TYPOGRAPHIC TECHNICAL SERIES FOR APPRENTICES—PART VII. NO. 43

APPLIED DESIGN
FOR PRINTERS

A HANDBOOK OF THE PRINCIPLES OF
ARRANGEMENT, WITH BRIEF COMMENT
ON THE PERIODS OF DESIGN WHICH
HAVE MOST STRONGLY INFLUENCED
PRINTING

BY

HARRY LAWRENCE GAGE

PUBLISHED BY THE COMMITTEE ON EDUCATION
UNITED TYPOTHETAE OF AMERICA
1920

Copyright, 1920
United Typothetae of America
Chicago, Ill.

Composition and electrotypes contributed by
State Journal Company
Lincoln, Neb.

FOREWORD

This primer of design is an earnest effort to make intelligible to the apprentice student certain fundamental principles of arrangement and of ornamentation whose use is instinctive to the accomplished typographer.

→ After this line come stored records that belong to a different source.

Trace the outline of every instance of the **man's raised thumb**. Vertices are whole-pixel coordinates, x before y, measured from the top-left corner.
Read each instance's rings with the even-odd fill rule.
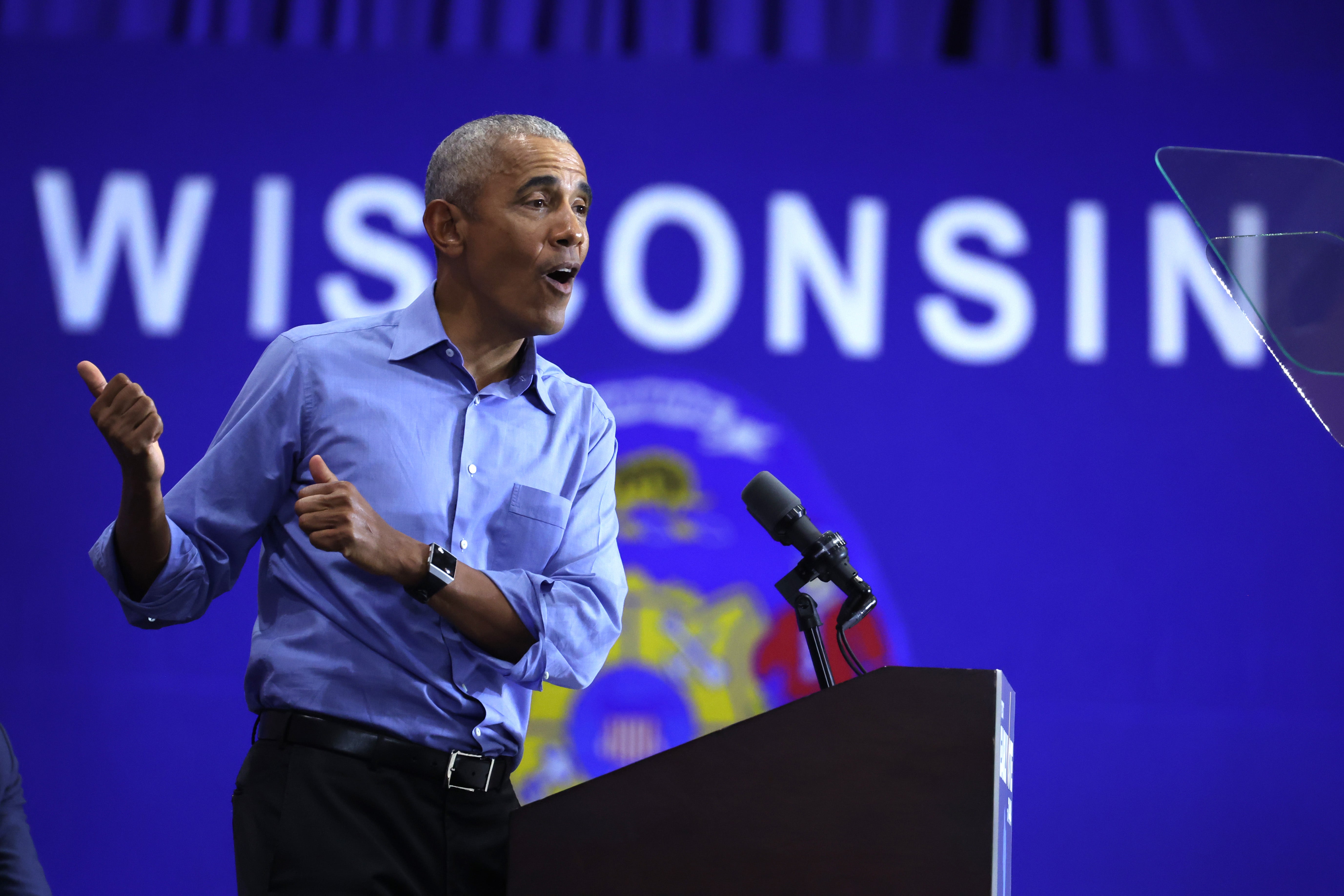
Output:
[[[308,462],[308,469],[313,473],[313,482],[340,482],[321,454],[313,455],[313,459]]]

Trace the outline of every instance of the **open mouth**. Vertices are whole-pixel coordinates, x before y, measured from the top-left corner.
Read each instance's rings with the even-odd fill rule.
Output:
[[[556,267],[552,271],[547,271],[546,275],[550,279],[559,283],[560,286],[563,286],[564,283],[569,283],[571,279],[574,279],[574,274],[577,273],[578,273],[577,267]]]

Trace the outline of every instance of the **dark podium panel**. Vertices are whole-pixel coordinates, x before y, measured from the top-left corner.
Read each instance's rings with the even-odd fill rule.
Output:
[[[513,813],[511,896],[1007,896],[1013,692],[890,666]]]

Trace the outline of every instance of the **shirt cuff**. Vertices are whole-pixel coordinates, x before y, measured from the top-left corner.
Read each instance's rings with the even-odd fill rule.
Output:
[[[117,560],[117,548],[113,544],[113,528],[110,523],[102,535],[89,549],[89,559],[94,568],[106,579],[112,592],[121,602],[121,610],[126,614],[126,621],[140,629],[163,629],[164,626],[191,622],[199,613],[195,609],[194,596],[206,594],[210,587],[210,578],[200,560],[196,545],[176,523],[168,520],[168,531],[172,543],[168,548],[168,563],[159,572],[159,576],[149,586],[149,590],[140,600],[134,600],[126,592],[125,579],[121,576],[121,563]]]
[[[508,662],[489,656],[480,647],[476,652],[491,668],[501,676],[530,688],[540,690],[542,682],[550,680],[550,658],[554,647],[546,638],[546,610],[542,595],[551,590],[551,580],[546,576],[523,570],[485,571],[495,586],[504,592],[504,598],[513,607],[513,613],[523,621],[536,642],[527,649],[527,653],[517,662]],[[464,638],[466,643],[470,643]],[[474,645],[472,645],[474,647]]]

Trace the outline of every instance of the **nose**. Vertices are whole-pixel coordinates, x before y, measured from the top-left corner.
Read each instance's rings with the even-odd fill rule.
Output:
[[[583,222],[579,220],[579,216],[574,214],[573,208],[566,207],[554,235],[555,244],[564,249],[578,249],[583,244],[586,238],[587,234],[583,230]]]

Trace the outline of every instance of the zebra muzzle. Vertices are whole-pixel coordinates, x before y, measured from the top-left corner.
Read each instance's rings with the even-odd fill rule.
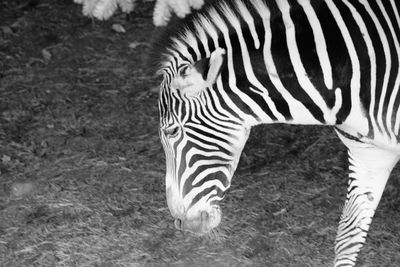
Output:
[[[210,211],[201,211],[195,217],[175,219],[175,228],[180,231],[188,231],[194,234],[206,234],[221,222],[221,209],[213,206]]]

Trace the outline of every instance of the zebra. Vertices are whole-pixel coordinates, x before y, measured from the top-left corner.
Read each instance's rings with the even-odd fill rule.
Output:
[[[219,225],[253,126],[333,126],[349,159],[334,266],[354,266],[400,158],[399,10],[397,0],[221,0],[167,31],[159,135],[175,226]]]

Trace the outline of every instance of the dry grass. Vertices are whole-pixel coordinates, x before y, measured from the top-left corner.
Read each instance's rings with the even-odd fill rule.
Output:
[[[0,266],[329,266],[347,182],[332,131],[254,129],[221,227],[175,231],[143,69],[151,5],[99,23],[70,2],[0,3]],[[400,265],[399,174],[360,266]]]

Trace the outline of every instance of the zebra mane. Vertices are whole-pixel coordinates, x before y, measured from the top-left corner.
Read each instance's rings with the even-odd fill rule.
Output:
[[[173,21],[164,29],[161,38],[155,43],[156,70],[163,70],[174,65],[173,57],[183,57],[193,64],[204,57],[209,57],[209,48],[216,49],[214,42],[223,34],[225,28],[229,34],[232,32],[231,21],[248,19],[249,12],[254,12],[254,6],[264,4],[262,0],[221,0],[208,1],[198,12],[180,21]],[[200,52],[199,41],[208,43]],[[218,41],[217,41],[218,42]],[[154,57],[153,57],[154,60]]]

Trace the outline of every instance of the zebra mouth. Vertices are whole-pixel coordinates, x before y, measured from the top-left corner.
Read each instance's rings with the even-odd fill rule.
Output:
[[[181,231],[204,235],[216,228],[222,218],[222,212],[218,205],[213,205],[209,211],[201,211],[196,217],[176,219],[175,227]]]

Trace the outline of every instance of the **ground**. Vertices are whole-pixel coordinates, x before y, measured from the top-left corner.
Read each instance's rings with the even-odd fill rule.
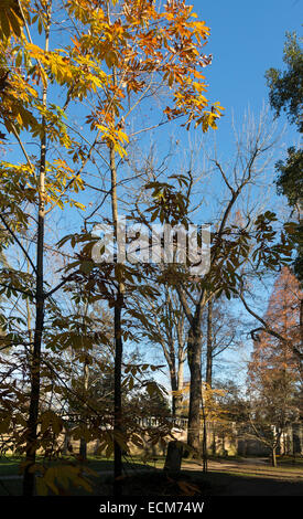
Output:
[[[0,495],[21,495],[22,476],[18,474],[20,460],[0,458]],[[97,457],[88,466],[98,473],[93,494],[109,496],[112,489],[112,460]],[[139,459],[126,464],[123,492],[129,496],[303,496],[303,459],[281,457],[278,467],[267,458],[216,458],[208,460],[208,472],[203,473],[198,460],[182,463],[178,476],[163,473],[163,458],[149,465]],[[72,489],[63,495],[87,495]]]

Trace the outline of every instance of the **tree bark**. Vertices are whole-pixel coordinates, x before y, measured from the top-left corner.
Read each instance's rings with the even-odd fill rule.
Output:
[[[202,402],[202,375],[201,375],[202,338],[201,330],[194,324],[188,333],[187,357],[191,371],[190,410],[187,444],[199,452],[201,430],[201,402]]]
[[[45,52],[48,51],[51,4],[46,8],[47,25],[45,29]],[[43,87],[42,103],[46,107],[47,85]],[[35,330],[31,354],[31,394],[30,410],[26,424],[26,447],[25,468],[23,476],[23,496],[33,496],[35,487],[35,475],[31,467],[35,463],[37,451],[37,420],[40,407],[40,384],[41,384],[41,347],[44,327],[44,225],[45,225],[45,165],[46,165],[46,121],[42,117],[42,138],[39,174],[39,216],[37,216],[37,241],[36,241],[36,287],[35,287]]]
[[[207,348],[206,348],[206,383],[212,388],[213,382],[213,301],[207,306]]]

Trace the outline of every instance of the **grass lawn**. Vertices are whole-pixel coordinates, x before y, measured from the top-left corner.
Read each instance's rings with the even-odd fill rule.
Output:
[[[15,456],[0,458],[0,496],[20,496],[22,492],[22,478],[12,478],[19,473],[22,459]],[[72,458],[65,458],[66,462]],[[39,462],[43,462],[40,458]],[[203,496],[303,496],[303,459],[281,456],[278,467],[270,464],[258,465],[246,463],[245,458],[214,458],[209,472],[203,474],[197,460],[183,459],[182,473],[175,479],[167,479],[163,473],[164,457],[149,459],[143,464],[139,457],[125,459],[123,494],[126,496],[180,496],[182,485],[190,484],[195,488],[195,495]],[[56,462],[52,462],[54,465]],[[62,463],[62,459],[61,459]],[[221,465],[221,466],[220,466]],[[83,488],[69,488],[63,495],[72,496],[110,496],[112,492],[113,460],[100,456],[89,456],[87,467],[98,476],[89,476],[93,492]],[[294,474],[295,473],[295,474]],[[302,474],[302,476],[301,476]],[[301,479],[302,478],[302,479]]]

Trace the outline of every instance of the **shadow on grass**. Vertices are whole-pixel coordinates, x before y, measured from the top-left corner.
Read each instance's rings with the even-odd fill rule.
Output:
[[[8,464],[9,466],[9,464]],[[255,477],[253,474],[228,474],[201,469],[183,469],[178,476],[167,477],[162,469],[143,464],[126,464],[125,496],[303,496],[303,481]],[[11,467],[11,465],[10,465]],[[69,488],[62,496],[112,496],[112,460],[91,459],[88,467],[100,473],[89,477],[93,491]],[[0,476],[1,496],[21,496],[22,479]],[[52,495],[52,494],[51,494]]]

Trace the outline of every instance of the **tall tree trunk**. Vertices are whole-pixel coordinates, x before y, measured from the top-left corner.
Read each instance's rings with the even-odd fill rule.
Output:
[[[48,51],[51,4],[46,8],[47,25],[45,29],[45,52]],[[43,87],[42,103],[46,107],[47,86]],[[45,219],[45,165],[46,165],[46,121],[42,117],[42,138],[39,174],[39,216],[37,216],[37,239],[36,239],[36,287],[35,287],[35,330],[33,349],[31,354],[31,395],[30,410],[26,424],[26,456],[23,476],[23,496],[33,496],[35,486],[35,475],[31,467],[35,463],[37,449],[37,419],[40,407],[40,383],[41,383],[41,346],[44,327],[44,219]]]
[[[207,348],[206,348],[206,383],[212,388],[213,383],[213,301],[207,306]]]
[[[184,361],[185,361],[185,354],[182,352],[182,354],[178,354],[178,361],[177,361],[177,396],[175,399],[175,414],[178,415],[182,411],[182,401],[183,396],[180,393],[183,389],[183,381],[184,381]]]
[[[272,465],[273,467],[277,467],[277,455],[275,455],[275,449],[277,449],[277,447],[275,447],[275,446],[274,446],[274,447],[272,447],[272,449],[271,449],[271,465]]]
[[[87,361],[85,361],[85,364],[84,364],[83,378],[84,378],[84,394],[86,396],[88,392],[88,382],[89,382],[89,368],[88,368]],[[83,413],[83,421],[84,423],[87,422],[86,409],[84,410],[84,413]],[[79,455],[84,460],[87,458],[87,442],[84,437],[80,438]]]
[[[190,410],[187,443],[199,452],[202,375],[201,375],[202,338],[201,330],[193,324],[188,333],[187,358],[191,371]]]
[[[116,72],[113,67],[113,84],[116,84]],[[115,120],[115,112],[112,113]],[[110,147],[110,173],[111,173],[111,211],[113,232],[117,245],[118,256],[118,199],[117,199],[117,168],[113,145]],[[121,400],[121,378],[122,378],[122,327],[121,315],[123,307],[123,292],[125,286],[122,282],[118,283],[118,290],[115,301],[113,315],[113,335],[115,335],[115,396],[113,396],[113,495],[121,496],[122,494],[122,449],[119,443],[123,434],[122,430],[122,400]]]

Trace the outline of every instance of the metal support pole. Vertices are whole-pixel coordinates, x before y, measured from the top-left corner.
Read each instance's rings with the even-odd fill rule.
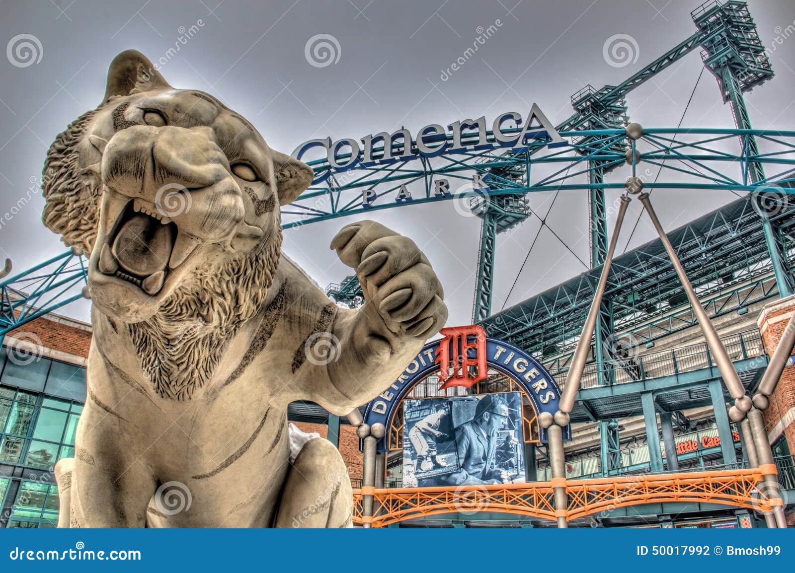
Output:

It has been often written that there are no rules in Art, and equally often that the master artist (or craftsman) is he who can skillfully break all rules. It must be inevitable that the apprentice shall adhere too closely to each newly observed principle before his work can be a well-rounded embodiment of them all. To him is commended this exact procedure, recognizing, as his perception grows, that there are good reasons why traditions are emphasized here and all-embracing rules and formulae are not to be found.

Due credit must be paid to Mr. Ernest Allen Batchelder, who first devoted his pen and brush directly to the printer’s problem in design, and who in turn gives honor to the influence of Mr. Denman Ross. Neither has expressed a method but has graphically analyzed the attitude of mankind during successive epochs toward those matters which deal with beauty.

It is to be hoped that this little book may serve as a simple guide and as a stimulant toward an extended study of the larger attributes of printing which are not concerned with utility alone. H. L. G.

CONTENTS

APPLIED DESIGN
FOR PRINTERS

Introductory

Raw material may be made into a finished product which will have the quality of usefulness alone. Utility is the first purpose of most of the works of man. But when the maker is moved by pride in his work and a desire for beauty to make his handiwork pleasing in appearance as well as useful a second purpose is fulfilled. All civilization and most forms of savagery demand that the equipment of routine life shall be pleasing to the eye after its prime purpose of usefulness has been developed.

If an article be pleasing in appearance its making will have involved some of the elements of design. The relationship of its parts, the lines of its construction, its coloring, the manner in which it is ornamented will depend first upon its purpose, but will be guided by a group of recognized traditions which we call the principles of design.

Design governs the arrangement of masses, lines, and dots to secure the qualities of beauty and fitness.

Any piece of work which is definitely arranged with consideration for its various parts and their relationship is called, in the abstract, a “design.” Thus we speak of a poster, a decorated wall, a building, or a printed page as “a design.”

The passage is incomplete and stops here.